Bon finalement je finis par comprendre un peu ce que Camille ESSAYE de me décrire ce que je dois faire (c’est pas facile en même temps je saurais pas non plus décrire précisément les mouvements).
Et je commence à comprendre comment prendre les virages et surtout comment basculer mon poids. Comme j'arrive pas à faire de chasse neige et qu'essayer me fait mal aux genoux, j'apprends directement en ski parallèles. Par contre, dès que ça va un peu vite, je commence à flipper un peu parce que je me sais pas très apte à anticiper l’arrêt… Et je tombe.

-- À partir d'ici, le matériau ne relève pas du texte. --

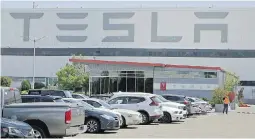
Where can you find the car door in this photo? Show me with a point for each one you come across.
(133, 103)
(170, 98)
(119, 102)
(93, 103)
(58, 93)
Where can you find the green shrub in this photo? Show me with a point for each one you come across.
(218, 96)
(6, 81)
(25, 92)
(38, 85)
(204, 99)
(25, 85)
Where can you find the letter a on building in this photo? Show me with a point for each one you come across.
(163, 86)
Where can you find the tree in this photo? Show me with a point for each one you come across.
(39, 85)
(72, 76)
(231, 81)
(6, 81)
(25, 85)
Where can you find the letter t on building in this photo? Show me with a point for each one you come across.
(72, 27)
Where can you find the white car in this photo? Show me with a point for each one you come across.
(146, 104)
(128, 117)
(205, 106)
(171, 114)
(179, 106)
(115, 112)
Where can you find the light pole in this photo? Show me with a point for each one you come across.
(34, 42)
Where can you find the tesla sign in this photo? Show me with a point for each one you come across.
(222, 28)
(163, 86)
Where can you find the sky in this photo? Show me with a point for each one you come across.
(123, 4)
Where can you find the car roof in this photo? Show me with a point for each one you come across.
(94, 99)
(45, 90)
(173, 95)
(133, 94)
(49, 96)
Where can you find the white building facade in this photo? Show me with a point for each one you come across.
(190, 36)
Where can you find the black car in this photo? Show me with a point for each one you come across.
(39, 98)
(43, 92)
(179, 99)
(15, 129)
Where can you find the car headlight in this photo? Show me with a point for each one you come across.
(13, 132)
(180, 107)
(107, 116)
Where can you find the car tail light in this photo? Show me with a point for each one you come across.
(186, 102)
(68, 116)
(153, 103)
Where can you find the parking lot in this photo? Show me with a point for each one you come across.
(233, 125)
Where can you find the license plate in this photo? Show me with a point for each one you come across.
(81, 128)
(117, 124)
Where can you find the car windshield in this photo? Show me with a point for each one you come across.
(104, 104)
(58, 100)
(86, 105)
(68, 94)
(162, 99)
(191, 100)
(197, 99)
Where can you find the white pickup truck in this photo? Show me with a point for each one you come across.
(48, 119)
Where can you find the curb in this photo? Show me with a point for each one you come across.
(246, 112)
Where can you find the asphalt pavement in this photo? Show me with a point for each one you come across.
(214, 125)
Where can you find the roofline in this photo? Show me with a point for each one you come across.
(75, 60)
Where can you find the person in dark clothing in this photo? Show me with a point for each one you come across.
(226, 103)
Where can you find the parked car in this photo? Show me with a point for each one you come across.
(39, 98)
(104, 97)
(205, 106)
(16, 129)
(43, 92)
(96, 119)
(47, 119)
(179, 106)
(179, 99)
(79, 96)
(129, 117)
(147, 105)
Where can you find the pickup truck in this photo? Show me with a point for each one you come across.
(15, 129)
(48, 119)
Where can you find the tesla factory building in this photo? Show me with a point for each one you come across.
(179, 36)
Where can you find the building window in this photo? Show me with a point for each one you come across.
(247, 83)
(210, 74)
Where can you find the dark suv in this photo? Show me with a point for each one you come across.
(43, 92)
(39, 98)
(179, 99)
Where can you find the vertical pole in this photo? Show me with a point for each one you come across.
(33, 82)
(126, 81)
(135, 80)
(144, 84)
(153, 76)
(89, 86)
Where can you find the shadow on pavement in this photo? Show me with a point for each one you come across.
(132, 127)
(107, 132)
(150, 124)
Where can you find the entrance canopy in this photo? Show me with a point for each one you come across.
(91, 61)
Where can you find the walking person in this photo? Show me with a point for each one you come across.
(226, 103)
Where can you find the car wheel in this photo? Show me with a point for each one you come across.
(38, 132)
(123, 125)
(167, 118)
(145, 118)
(93, 126)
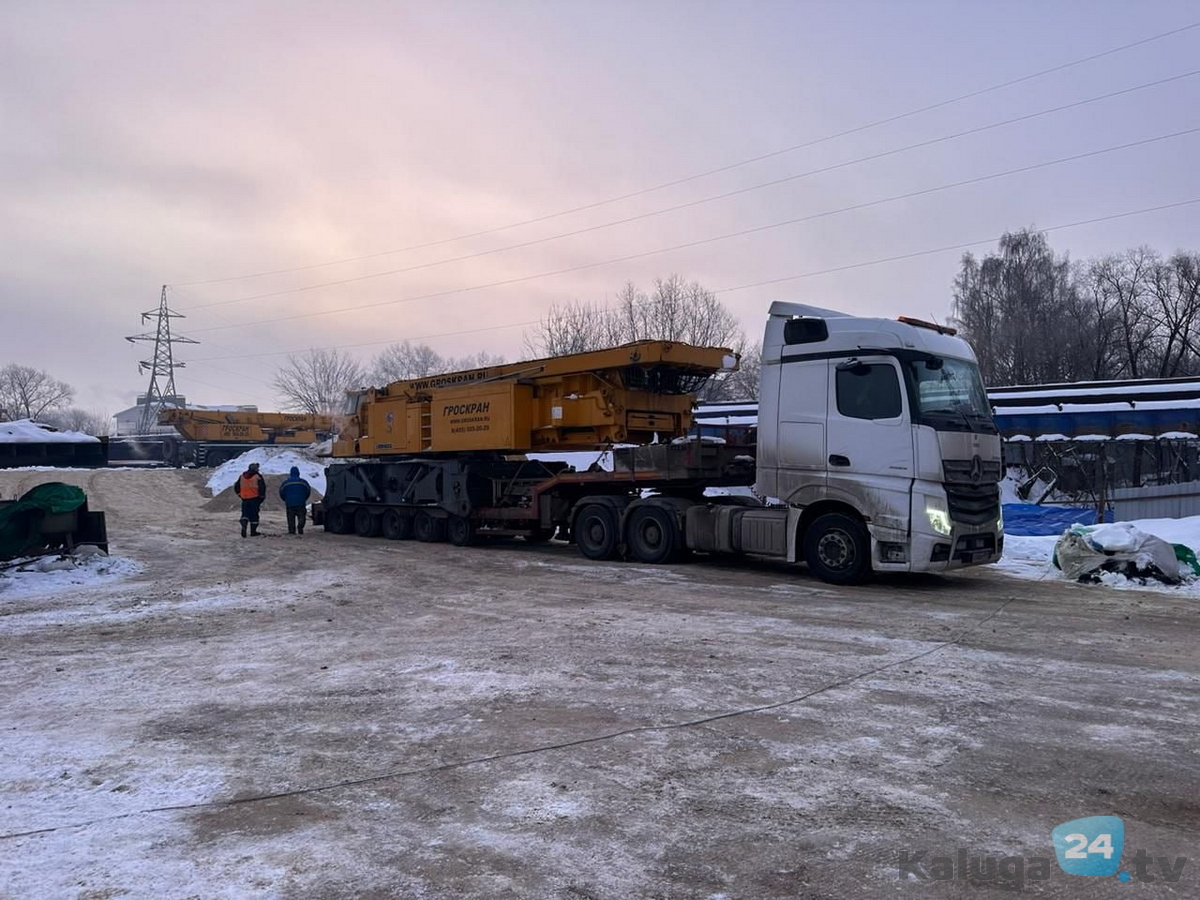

Regardez moi la frimeuse là.

Nous arrivons enfin en haut du téléski des barres et pouvons descendre la piste des barres, la verte. Après 3 heures de chutes en chaîne, j'avoue que celle-ci me paraît beaucoup plus abordable tout à coup !!

Arrivée en bas, on mange vite fait notre piémontaise végétarienne (merci maman) et remontons sur le téléski pour refaire la piste verte : JE NE SUIS PAS TOMBÉE DU TIRE-FESSES. Yahou !
Et je crois que je suis même pas tombée une seule fois sur la piste ! Je peux enfin profiter un minimum de la descente sans avoir à me concentrer uniquement sur ce que je dois faire pour pas tomber.

Je suis crevée mais motivée par ma descente, on décide de se la refaire une dernière fois avant de rentrer. On reprend donc le téléski des barres mais je sais pas pourquoi, je tombe au bout de 10 mètres, dans une ligne droite toute simple. Je crois que mon corps avait pas envie de se retaper une descente, même "simple". Je redescends donc jusqu'au téléski, et Camille se fait la piste verte toute seule.

De retour à l'appartement, je suis vraiment éclatée. Pour Camille les efforts étaient minimes, et je crois pour le moment qu'elle ne se rend pas compte de ce que j'ai enduré, ahah (pour le moment). Je suis un peu découragée ce soir, Camille semble déçue que je n'ai pas spécialement apprécié cette journée, mais il faut dire que ça a été plus de souffrance et d'épuisement que de plaisir pour moi... Passer la journée à tomber, ne pas comprendre ce qu'on nous demande de faire et avoir mal partout, c'est pas l'activité la plus ludique et la plus agréable au monde. J'ai pris un coup de soleil sur le front en plus, j'ai mal partout. Le ski m'a tuer.

Passons la soirée devant Comment c'est loin, film d'Orelsan, avant de nous coucher.